Moi

Voilà le temps de partir, sans avoir personne où aller ... 

Un jour, je suis tombé amoureuse de Leïla Huissoud. Mais avant, j’étais tombé amoureuse de lui, avec ses grands yeux verts. Et avant ça, j’étais folle de Jaques Brel. Car le seul truc plus beau que les mots, ce sont les mots accrochés aux notes musicales. 

On s'est dit faut partir de rien
Et puis se faire tout seul
Avec du vide plein les mains
...
Écris l'angoisse et le chagrin...


Avant, j’écrivais des bricoles de môme qui rêvait d’être grande. Et surtout pas banale. Le temps est passé, l’encre a séché, et je me suis confortablement installé dans une douce et calme banalité. Puis un sacré jour de deux février, je me suis retrouvé à nue face à lui, face à moi-même, face à mes peurs, mes incertitudes, mes frustrations. Mon univers en morceaux, des débris partout, et moi à la recherche d’un autre sens, des nouveaux repères. Paniquée, désorientée, je me suis mise à écrire. Comme mécanisme de défense, comme besoin d’exister, comme désir d’aimer, comme seul moyen de puiser au fond de cet être qui j’étais et qui m’était devenue étrangère sans que je m’en rende compte. Écrire comme dessiner une carte vers moi-même. Puis ...

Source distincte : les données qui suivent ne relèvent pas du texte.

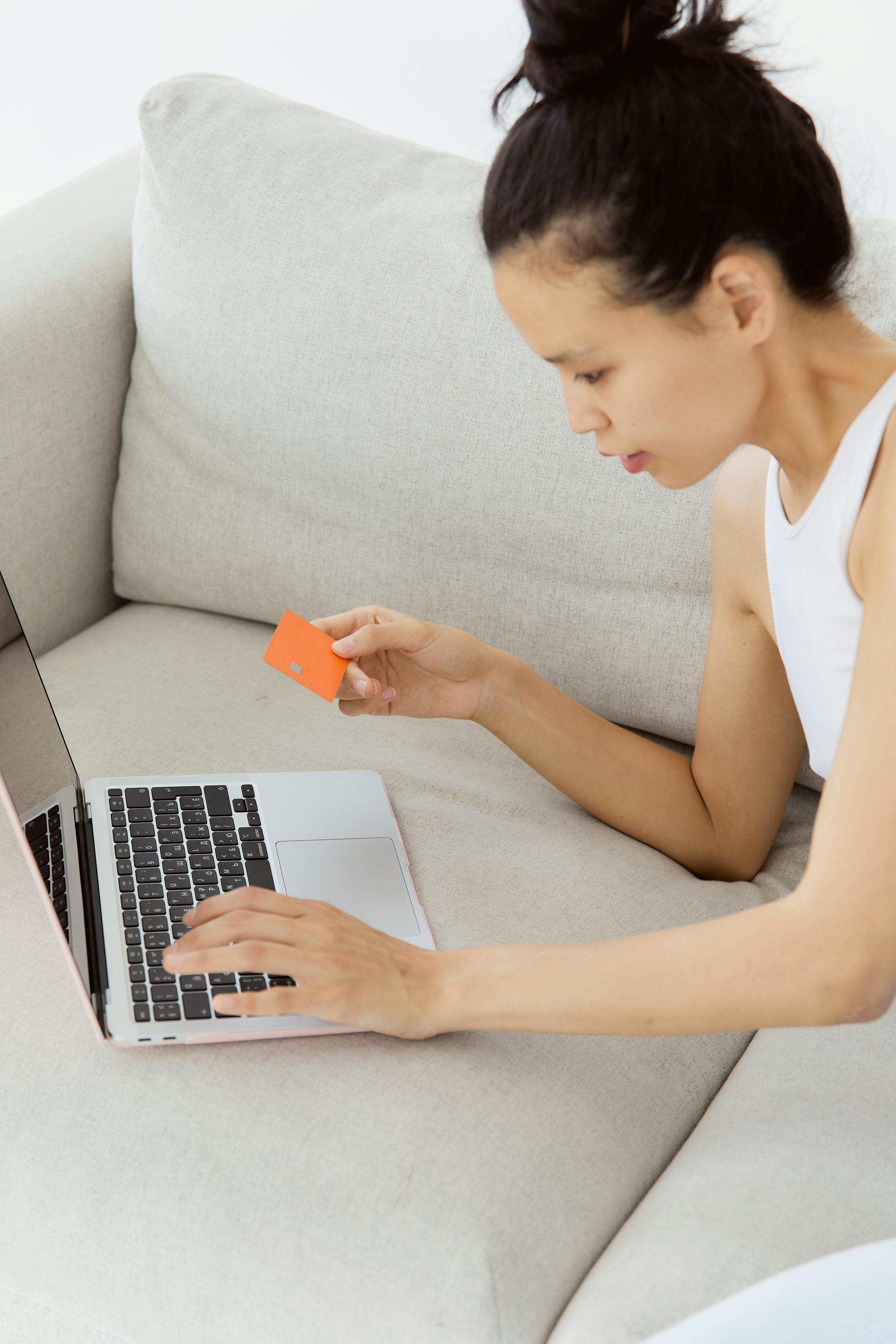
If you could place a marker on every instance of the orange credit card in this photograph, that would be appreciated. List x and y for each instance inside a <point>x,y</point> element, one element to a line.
<point>304,652</point>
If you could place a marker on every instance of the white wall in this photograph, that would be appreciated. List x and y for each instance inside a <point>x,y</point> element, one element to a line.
<point>72,74</point>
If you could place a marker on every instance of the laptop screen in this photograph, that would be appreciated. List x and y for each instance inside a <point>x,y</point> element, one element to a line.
<point>34,757</point>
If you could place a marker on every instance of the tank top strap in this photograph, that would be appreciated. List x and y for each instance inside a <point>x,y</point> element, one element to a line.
<point>856,459</point>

J'avais très envie de raconter la réalité, quelque chose d'assez concret qu'on observe
Et je dois avouer qu'au bout d'un moment en écrivant
Je me suis rendu compte que souvent la réalité elle est un peu ennuyeuse


Puis j’ai lâché prise et je me suis laissé emportée par les mots. Écrire est devenu comme une danse. Un pas en avant, un pas en arrière, une émotion, une frustration, des gouttes de miel, des câlins, la pluie qui tombe, un inconnu qui sourit, un je t’aime noyé dans une tasse à thé, de la colère, des mouchoirs, des bras qui sentent le calme, mon chat qui ronronne, le chauffage à fond un soir d’hiver, des larmes, du vide, un trop-plein ... des mots tisés dans des phrases qui naissent sans me demander mon avis, un morceau de vie accroché dans un texte, un rêve incrusté dans un autre, et moi au millieu de tout, moi qui danse toute seule comme un môme, toute heureuse l’espace d’un instant.